Capital Structure in Emerging Markets: Evidence from China
Abstract
Although corporate capital structure has been intriguing to scientists for a number of years, very little research has been conducted on the topic for companies in emerging markets. The purpose of this paper is to investigate the determinants of capital structure using a sample of 195 non-financial firms from emerging markets in 2012-2016.
The inclusion of a specific dataset from Chinese companies lends vital focus to this investigation and provides crucial ballast for the investigative function. The final sample contains data on 57 China companies and 90 other companies of emerging markets. Our article focusses on identifying the determinants of capital structure of Chinese companies in comparison with companies of other BRIC countries (Brazil, Russia, India), and sets out a series of hypotheses concerning capital structure with domestic and international variables. We compare and contrast our data using a series of custom evaluation models based on linear regressions.
The results confirm positive impact of tangibility on total debt ratio due to a high share of capital-intensive industries in the sample.
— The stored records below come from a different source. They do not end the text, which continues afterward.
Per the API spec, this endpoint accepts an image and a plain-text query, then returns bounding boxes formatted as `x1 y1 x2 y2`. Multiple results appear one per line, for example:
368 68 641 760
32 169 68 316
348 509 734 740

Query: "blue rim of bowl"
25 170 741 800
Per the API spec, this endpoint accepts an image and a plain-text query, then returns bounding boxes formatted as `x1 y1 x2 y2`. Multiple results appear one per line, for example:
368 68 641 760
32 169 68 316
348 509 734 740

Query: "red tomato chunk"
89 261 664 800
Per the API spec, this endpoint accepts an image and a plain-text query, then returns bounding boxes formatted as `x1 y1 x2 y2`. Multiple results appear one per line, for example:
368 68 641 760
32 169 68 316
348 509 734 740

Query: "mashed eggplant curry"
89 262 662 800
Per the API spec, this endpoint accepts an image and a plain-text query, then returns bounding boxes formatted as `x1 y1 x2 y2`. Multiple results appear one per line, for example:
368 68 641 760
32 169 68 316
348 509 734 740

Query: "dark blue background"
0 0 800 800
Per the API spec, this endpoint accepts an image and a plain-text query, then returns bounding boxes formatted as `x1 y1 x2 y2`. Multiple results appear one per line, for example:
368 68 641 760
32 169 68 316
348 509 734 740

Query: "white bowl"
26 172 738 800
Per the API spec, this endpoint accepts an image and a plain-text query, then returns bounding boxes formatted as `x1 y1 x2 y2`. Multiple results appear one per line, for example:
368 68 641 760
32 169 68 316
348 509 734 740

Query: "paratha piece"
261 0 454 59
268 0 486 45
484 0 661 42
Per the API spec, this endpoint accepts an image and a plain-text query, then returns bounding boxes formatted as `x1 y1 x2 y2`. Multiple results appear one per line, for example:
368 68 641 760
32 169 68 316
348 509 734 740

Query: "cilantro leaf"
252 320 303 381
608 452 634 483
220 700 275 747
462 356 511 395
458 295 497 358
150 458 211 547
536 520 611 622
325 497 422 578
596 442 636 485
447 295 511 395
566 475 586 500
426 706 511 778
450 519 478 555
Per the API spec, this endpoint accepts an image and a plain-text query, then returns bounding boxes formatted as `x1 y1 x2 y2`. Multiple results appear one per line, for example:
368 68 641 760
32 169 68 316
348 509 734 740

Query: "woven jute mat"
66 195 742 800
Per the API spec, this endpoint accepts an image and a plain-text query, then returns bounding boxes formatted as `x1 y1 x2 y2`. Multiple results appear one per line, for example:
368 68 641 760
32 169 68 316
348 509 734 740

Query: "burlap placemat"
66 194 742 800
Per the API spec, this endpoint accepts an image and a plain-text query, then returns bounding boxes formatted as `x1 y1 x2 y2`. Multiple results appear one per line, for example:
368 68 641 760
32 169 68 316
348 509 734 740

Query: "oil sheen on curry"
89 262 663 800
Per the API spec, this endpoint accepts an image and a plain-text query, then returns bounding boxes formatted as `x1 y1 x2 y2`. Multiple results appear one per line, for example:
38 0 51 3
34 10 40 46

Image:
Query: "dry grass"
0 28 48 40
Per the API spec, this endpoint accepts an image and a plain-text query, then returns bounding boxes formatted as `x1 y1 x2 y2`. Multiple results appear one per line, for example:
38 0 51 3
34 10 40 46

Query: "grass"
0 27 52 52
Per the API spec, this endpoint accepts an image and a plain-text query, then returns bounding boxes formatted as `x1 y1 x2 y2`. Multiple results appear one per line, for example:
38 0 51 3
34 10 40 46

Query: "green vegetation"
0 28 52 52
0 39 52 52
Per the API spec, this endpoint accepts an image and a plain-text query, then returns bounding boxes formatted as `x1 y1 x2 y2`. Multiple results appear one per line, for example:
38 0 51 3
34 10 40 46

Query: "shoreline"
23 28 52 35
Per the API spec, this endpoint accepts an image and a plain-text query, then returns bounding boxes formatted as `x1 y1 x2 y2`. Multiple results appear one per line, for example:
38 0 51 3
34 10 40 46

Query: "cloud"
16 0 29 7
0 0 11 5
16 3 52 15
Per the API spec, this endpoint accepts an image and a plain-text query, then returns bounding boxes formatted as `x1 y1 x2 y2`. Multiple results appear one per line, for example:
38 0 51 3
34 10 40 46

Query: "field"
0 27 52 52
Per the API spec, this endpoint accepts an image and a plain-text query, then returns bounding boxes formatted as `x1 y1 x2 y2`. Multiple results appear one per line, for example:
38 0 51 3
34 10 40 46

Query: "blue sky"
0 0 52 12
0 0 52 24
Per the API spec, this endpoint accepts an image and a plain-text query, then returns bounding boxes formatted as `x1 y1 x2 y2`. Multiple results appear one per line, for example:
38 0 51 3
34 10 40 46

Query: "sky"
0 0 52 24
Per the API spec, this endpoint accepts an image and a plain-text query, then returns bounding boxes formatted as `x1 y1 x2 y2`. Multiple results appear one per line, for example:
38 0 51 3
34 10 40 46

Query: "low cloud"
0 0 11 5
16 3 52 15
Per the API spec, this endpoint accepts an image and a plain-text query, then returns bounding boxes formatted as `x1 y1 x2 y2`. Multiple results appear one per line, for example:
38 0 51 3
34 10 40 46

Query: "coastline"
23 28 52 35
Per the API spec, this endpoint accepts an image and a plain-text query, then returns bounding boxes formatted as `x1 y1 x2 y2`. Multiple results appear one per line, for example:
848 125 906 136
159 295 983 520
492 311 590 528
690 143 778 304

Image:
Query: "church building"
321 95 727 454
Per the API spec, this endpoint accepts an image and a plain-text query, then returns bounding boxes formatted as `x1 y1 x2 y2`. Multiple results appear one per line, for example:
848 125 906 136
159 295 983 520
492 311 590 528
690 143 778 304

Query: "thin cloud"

It is revealed that growth rates and firm size have positive impacts on financial leverage in Chinese companies as compared to other BRIC countries, and these effects are stronger in capital-intensive industries. We illustrate how a strong negative impact of ROA has increased in recent years, and connect this phenomenon to a considerable decrease in lending rates following a large-scale stimulus program which encouraged Chinese companies to borrow money instead of relying on retained earnings. The presence of the Chinese state in the ownership structure of companies is revealed to be significant for the majority of Chinese companies, especially for the oil and gas and metallurgical sectors.
Our conclusions highlight the importance of government policies and special market conditions in explaining the financing behaviour of companies in emerging countries like China. While capital structure choice varies significantly across industries, nevertheless the differences between Chinese and other BRIC companies reflect the differences in the institutional structure of financing mechanisms in countries. This research and evaluation is especially timely considering the increased focus on Chinese commercial exposure on the world stage, a tendency which is bound to increase research interest in the near future across a range of disciplines. As such, our study and our broad range of conclusions will prove invaluable for students, researchers, policymakers, and decision makers in business, commerce, politics and academia at all levels.